September General Markets Comments
“Why did you do it” – Stretch, 1975.
Most markets participants must have had these words in mind after Fed’s Jerome Powell sounded way more hawkish in September than what the majority was expecting. “Why did you do it”, Jerome? It seems that whatever the pain inflicted, the Fed wants inflation to tame further; there are clear tensions in Energy prices, but we all know that this is volatile and can revert quickly, so perhaps it is more on the wage front that reasons have to be found: a wave of pay increases is currently happening in the US, which certainly worries the Central Bank when it comes to the inflation transmission mechanism. In any case, the result is eye-popping with the US 10 year yield up 46 bps in September (up 70 bps year to date), dragging along almost all fixed-income markets on the downside.
This type of negative and abrupt move in bonds triggers well-known consequences: equities tumble, Value outperforms Growth, Gold falls and the dollar rises. But it can’t be said that investors scurried to buttress their defensive or value equities in September, as the equity sell-off was quite widespread.

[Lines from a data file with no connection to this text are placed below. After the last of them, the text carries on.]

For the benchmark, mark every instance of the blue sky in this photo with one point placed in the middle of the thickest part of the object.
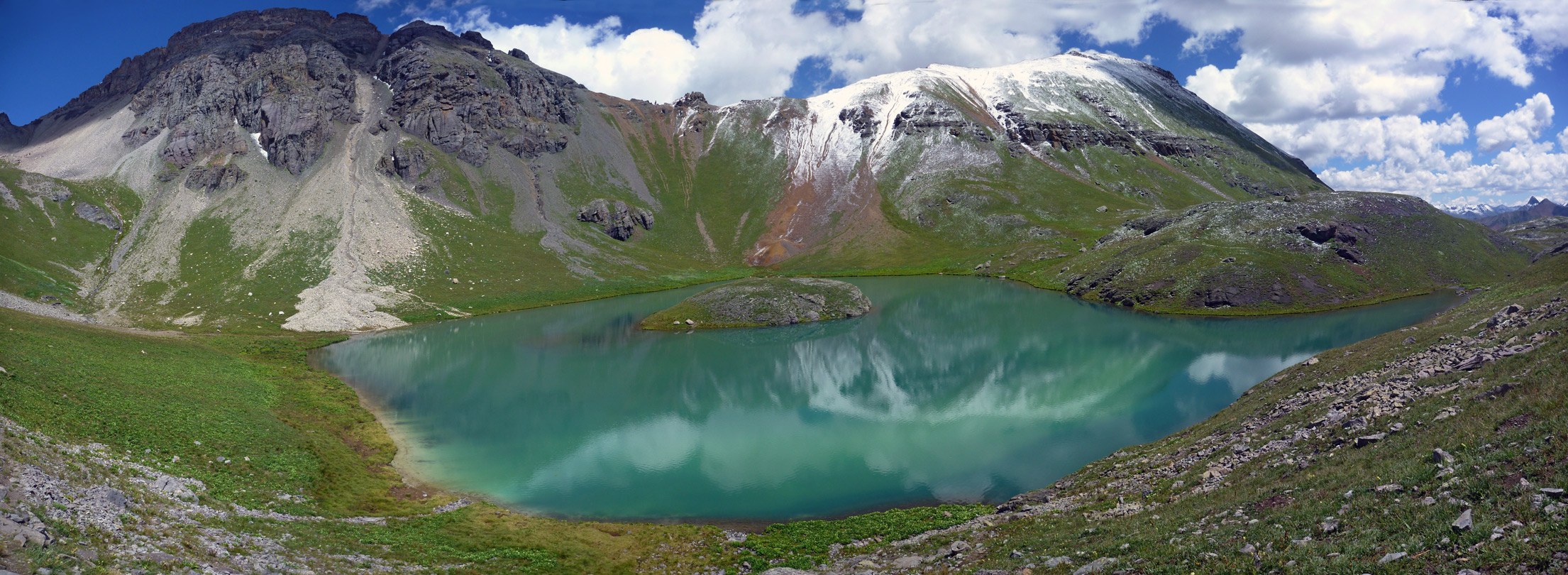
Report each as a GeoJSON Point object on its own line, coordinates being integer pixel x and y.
{"type": "Point", "coordinates": [1447, 101]}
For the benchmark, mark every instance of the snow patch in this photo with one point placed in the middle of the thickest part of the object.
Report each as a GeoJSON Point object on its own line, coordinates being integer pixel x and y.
{"type": "Point", "coordinates": [258, 140]}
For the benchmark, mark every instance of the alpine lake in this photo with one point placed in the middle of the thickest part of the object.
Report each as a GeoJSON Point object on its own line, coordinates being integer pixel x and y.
{"type": "Point", "coordinates": [952, 390]}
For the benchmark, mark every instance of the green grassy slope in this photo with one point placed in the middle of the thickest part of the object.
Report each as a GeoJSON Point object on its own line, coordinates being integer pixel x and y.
{"type": "Point", "coordinates": [1154, 511]}
{"type": "Point", "coordinates": [1253, 258]}
{"type": "Point", "coordinates": [48, 250]}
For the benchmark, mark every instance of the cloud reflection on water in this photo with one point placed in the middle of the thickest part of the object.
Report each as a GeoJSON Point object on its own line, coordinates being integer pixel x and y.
{"type": "Point", "coordinates": [952, 389]}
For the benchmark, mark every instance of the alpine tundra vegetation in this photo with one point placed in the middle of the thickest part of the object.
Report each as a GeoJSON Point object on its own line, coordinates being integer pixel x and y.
{"type": "Point", "coordinates": [177, 239]}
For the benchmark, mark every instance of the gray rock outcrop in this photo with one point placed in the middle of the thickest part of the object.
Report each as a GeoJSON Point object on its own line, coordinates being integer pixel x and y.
{"type": "Point", "coordinates": [96, 215]}
{"type": "Point", "coordinates": [617, 218]}
{"type": "Point", "coordinates": [214, 179]}
{"type": "Point", "coordinates": [458, 94]}
{"type": "Point", "coordinates": [764, 301]}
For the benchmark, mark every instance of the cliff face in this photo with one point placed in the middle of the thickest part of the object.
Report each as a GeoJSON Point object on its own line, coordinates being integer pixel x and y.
{"type": "Point", "coordinates": [356, 175]}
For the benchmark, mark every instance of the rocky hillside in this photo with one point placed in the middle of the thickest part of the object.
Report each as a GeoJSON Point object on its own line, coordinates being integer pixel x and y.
{"type": "Point", "coordinates": [290, 170]}
{"type": "Point", "coordinates": [1272, 256]}
{"type": "Point", "coordinates": [1535, 209]}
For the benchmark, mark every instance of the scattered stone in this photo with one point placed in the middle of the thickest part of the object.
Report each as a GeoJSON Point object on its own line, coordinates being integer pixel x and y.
{"type": "Point", "coordinates": [1371, 439]}
{"type": "Point", "coordinates": [1393, 557]}
{"type": "Point", "coordinates": [954, 549]}
{"type": "Point", "coordinates": [1464, 524]}
{"type": "Point", "coordinates": [1328, 525]}
{"type": "Point", "coordinates": [1095, 566]}
{"type": "Point", "coordinates": [24, 533]}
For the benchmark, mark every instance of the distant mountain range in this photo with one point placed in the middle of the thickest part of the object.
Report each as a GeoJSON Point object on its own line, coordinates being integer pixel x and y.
{"type": "Point", "coordinates": [295, 170]}
{"type": "Point", "coordinates": [1535, 209]}
{"type": "Point", "coordinates": [1487, 210]}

The MSCI World abandoned 4.5% last month, the S&P 500 4.9%, the Stoxx 600 1.7%, the MSCI Emerging Markets 2.8% and the Japanese Topix only lost 0.4% (but the Yen receded by 2.7%, and is down 14% year to date versus the dollar). Value did better than Growth (-3% versus -5.7%), the dollar rose 2.5% versus the euro, and Gold fell 4.7%. Oil recorded a spectacular 8.6% rise for the WTI, buoyed by steady demand and OPEC’s determination to maintain limited supply.